We used \(\tau =0.99\) for the cardiac and \(\tau =0.90\) for the prostate experiments. For the separate CRF we used \(w_1=5, w_2=10, \sigma _\alpha =2, \sigma _\beta =0.1, \sigma _\gamma =5\) for the cardiac experiments and \(w_1=6, w_2=10, \sigma _\alpha =3, \sigma _\beta =0.01, \sigma _\gamma =2, \tau =0.9\) for the prostate, and for the CRF-RNN we used \(\sigma _\alpha =160\), for the cardiac data, \(\sigma _\alpha =250\) for the prostate, and \(\sigma _\beta =3, \sigma _\gamma =10\) for both datasets.

In the following experiments, the simple recursive training strategy which does not make use of pairwise terms in Eq. 4, nor uncertainty estimation, is called base. We evaluated the performance with and without the components discussed above. Additionally, we also investigated the same segmentation architecture on the fully labeled data to obtain an upper bound on the performance, and a version of base in which we did not perform any recursions, but used the network parameters learned directly on the seed regions \(\hat{\mathbf {z}}\).
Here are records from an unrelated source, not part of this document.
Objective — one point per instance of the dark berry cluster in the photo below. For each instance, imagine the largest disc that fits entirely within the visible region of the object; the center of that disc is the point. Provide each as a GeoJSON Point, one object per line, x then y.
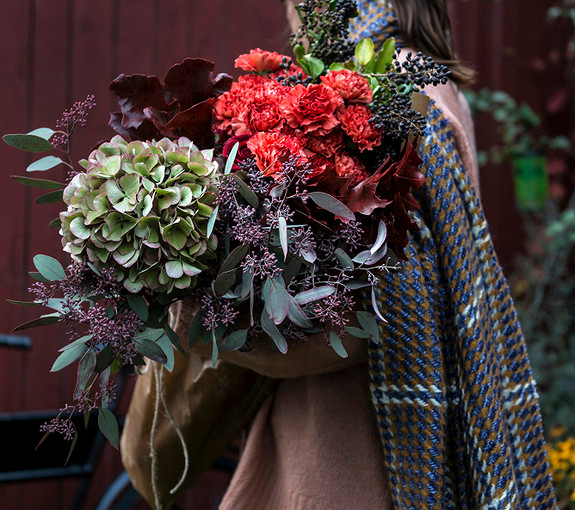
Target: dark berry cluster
{"type": "Point", "coordinates": [328, 34]}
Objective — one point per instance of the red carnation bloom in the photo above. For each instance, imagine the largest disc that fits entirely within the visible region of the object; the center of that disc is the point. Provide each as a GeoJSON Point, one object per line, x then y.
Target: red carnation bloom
{"type": "Point", "coordinates": [355, 122]}
{"type": "Point", "coordinates": [262, 115]}
{"type": "Point", "coordinates": [271, 149]}
{"type": "Point", "coordinates": [352, 87]}
{"type": "Point", "coordinates": [347, 165]}
{"type": "Point", "coordinates": [312, 108]}
{"type": "Point", "coordinates": [327, 145]}
{"type": "Point", "coordinates": [259, 61]}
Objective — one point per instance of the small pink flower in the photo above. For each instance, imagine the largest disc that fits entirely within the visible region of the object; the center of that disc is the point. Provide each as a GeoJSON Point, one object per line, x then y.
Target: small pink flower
{"type": "Point", "coordinates": [352, 87]}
The Dice scores with respect to the reference annotations for all the examined methods and structures are shown in Table 1. Note that ACDC challenge server did not allow for higher precision Dice reporting in the post-challenge phase. Example segmentations for the two best performing methods are shown in Fig. 3 for the cardiac and prostate data, respectively.
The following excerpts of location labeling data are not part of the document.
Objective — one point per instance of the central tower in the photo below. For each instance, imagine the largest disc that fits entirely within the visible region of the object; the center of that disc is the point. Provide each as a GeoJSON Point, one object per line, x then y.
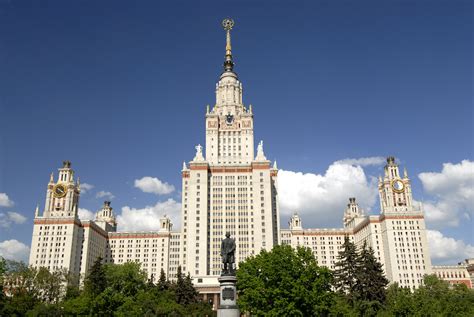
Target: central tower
{"type": "Point", "coordinates": [227, 188]}
{"type": "Point", "coordinates": [229, 125]}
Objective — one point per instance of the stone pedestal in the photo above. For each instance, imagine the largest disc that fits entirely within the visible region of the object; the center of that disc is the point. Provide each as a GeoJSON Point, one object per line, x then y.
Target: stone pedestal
{"type": "Point", "coordinates": [228, 297]}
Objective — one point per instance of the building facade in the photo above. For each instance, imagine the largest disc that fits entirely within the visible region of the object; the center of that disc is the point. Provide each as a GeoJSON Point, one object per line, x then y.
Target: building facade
{"type": "Point", "coordinates": [397, 235]}
{"type": "Point", "coordinates": [227, 188]}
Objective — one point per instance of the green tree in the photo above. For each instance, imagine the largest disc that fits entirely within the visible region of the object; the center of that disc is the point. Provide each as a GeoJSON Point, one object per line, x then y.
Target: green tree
{"type": "Point", "coordinates": [184, 289]}
{"type": "Point", "coordinates": [399, 301]}
{"type": "Point", "coordinates": [369, 290]}
{"type": "Point", "coordinates": [126, 279]}
{"type": "Point", "coordinates": [284, 282]}
{"type": "Point", "coordinates": [163, 283]}
{"type": "Point", "coordinates": [346, 268]}
{"type": "Point", "coordinates": [437, 298]}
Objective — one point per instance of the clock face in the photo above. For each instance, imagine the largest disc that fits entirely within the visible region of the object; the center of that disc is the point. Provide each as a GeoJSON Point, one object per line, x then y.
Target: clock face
{"type": "Point", "coordinates": [398, 185]}
{"type": "Point", "coordinates": [229, 118]}
{"type": "Point", "coordinates": [59, 190]}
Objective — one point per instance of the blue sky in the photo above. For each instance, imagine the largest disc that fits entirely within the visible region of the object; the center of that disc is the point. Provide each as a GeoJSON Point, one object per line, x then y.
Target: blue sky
{"type": "Point", "coordinates": [120, 89]}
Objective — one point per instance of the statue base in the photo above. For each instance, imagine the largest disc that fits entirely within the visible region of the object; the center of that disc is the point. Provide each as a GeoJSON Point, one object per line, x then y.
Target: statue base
{"type": "Point", "coordinates": [228, 297]}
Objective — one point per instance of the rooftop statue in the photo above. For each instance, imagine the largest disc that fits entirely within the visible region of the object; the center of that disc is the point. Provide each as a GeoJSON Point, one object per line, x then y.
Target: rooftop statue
{"type": "Point", "coordinates": [228, 255]}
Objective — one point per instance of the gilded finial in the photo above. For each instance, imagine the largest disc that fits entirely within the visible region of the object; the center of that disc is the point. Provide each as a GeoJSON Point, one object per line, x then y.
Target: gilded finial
{"type": "Point", "coordinates": [228, 24]}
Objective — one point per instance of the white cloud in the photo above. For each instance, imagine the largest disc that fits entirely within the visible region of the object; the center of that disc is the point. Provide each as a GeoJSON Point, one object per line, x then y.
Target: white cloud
{"type": "Point", "coordinates": [104, 194]}
{"type": "Point", "coordinates": [5, 201]}
{"type": "Point", "coordinates": [446, 250]}
{"type": "Point", "coordinates": [148, 218]}
{"type": "Point", "coordinates": [363, 161]}
{"type": "Point", "coordinates": [85, 187]}
{"type": "Point", "coordinates": [153, 185]}
{"type": "Point", "coordinates": [85, 214]}
{"type": "Point", "coordinates": [11, 217]}
{"type": "Point", "coordinates": [321, 199]}
{"type": "Point", "coordinates": [453, 194]}
{"type": "Point", "coordinates": [14, 250]}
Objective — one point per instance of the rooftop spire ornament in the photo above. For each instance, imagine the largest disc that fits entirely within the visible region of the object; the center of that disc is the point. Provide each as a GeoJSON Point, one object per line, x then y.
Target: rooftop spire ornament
{"type": "Point", "coordinates": [228, 24]}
Table 1. Dice scores on Cardiac and Prostate datasets.
Fig. 3.
figure 3

Randomly sampled example segmentations for the two best performing training strategies for the (a) cardiac and (b) prostate data.

We observe that (a) the recursive training regime led to substantial improvements over non-recursive training, (b) the dropout based uncertainty was responsible for the largest improvements, (c) additional CRF led to further, albeit smaller improvements, (d) using CRF-RNN without uncertainty led to similar results as the separate CRF with uncertainty, (e) applying dropout uncertainty in conjunction with the CRF-RNN did not lead to additional improvements and performed slightly worse on the prostate. We believe this is due to the CRF-RNN module leading to unusual logit distributions at its input. On average, the training frameworks with (1) CRF-RNN, and with (2) separate CRF and uncertainty performed the best and similar to each other. Future work on integrating uncertainty with the CRF-RNN may lead to further improvements.
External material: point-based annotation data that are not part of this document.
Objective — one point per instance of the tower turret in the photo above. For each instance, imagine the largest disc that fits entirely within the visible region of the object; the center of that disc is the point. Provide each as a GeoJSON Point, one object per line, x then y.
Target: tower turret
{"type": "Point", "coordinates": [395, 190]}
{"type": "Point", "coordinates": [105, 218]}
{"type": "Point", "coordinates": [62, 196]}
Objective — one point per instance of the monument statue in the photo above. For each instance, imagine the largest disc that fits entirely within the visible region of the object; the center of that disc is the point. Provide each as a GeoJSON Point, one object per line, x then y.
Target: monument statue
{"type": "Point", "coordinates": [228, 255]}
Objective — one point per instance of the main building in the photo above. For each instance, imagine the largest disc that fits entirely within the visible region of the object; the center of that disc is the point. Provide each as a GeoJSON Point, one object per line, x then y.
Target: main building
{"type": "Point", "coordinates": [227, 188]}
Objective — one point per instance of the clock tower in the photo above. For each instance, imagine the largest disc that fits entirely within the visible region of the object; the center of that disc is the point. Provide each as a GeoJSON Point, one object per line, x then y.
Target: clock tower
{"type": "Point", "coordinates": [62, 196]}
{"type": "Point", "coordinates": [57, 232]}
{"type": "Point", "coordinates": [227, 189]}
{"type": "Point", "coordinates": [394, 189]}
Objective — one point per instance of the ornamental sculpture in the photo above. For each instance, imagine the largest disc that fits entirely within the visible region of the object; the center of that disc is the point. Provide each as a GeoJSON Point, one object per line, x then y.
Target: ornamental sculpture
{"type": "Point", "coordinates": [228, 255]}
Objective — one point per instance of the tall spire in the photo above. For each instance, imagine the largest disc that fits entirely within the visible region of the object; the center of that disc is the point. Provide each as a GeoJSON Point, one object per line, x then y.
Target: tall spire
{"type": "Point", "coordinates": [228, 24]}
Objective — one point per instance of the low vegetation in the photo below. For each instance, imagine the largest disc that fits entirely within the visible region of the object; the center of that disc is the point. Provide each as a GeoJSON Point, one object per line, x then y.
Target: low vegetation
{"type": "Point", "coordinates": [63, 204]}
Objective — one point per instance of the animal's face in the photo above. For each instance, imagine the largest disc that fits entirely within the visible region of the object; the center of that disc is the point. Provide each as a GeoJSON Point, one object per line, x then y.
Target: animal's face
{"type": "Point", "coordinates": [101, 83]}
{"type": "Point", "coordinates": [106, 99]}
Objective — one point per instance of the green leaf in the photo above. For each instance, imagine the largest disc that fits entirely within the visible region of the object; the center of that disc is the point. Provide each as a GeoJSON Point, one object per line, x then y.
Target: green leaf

Most importantly, the results show that our proposed training strategy allows to learn a pixel-level segmentation network using scribble supervision alone with a remarkably small degradation compared to the fully supervised upper bound. For instance, the performance of the CRF-RNN method is only 4.5% worse on the prostate, and 2.9% worse on the cardiac data compared to fully supervised training. These results are also confirmed by the qualitative analysis. We believe this is likely an acceptable error margin for certain quantification studies where precise border delineation is of secondary importance such as automatic estimation cardiac ejection fractions [2].

4 Conclusion

In this paper, we investigated training strategies to train a fully automatic segmentation network with scribble supervision alone. We demonstrated the feasibility of the techniques on two publicly available medical image datasets and showed that only a remarkably small performance degradation is incurred with respect to fully supervised upper bound networks.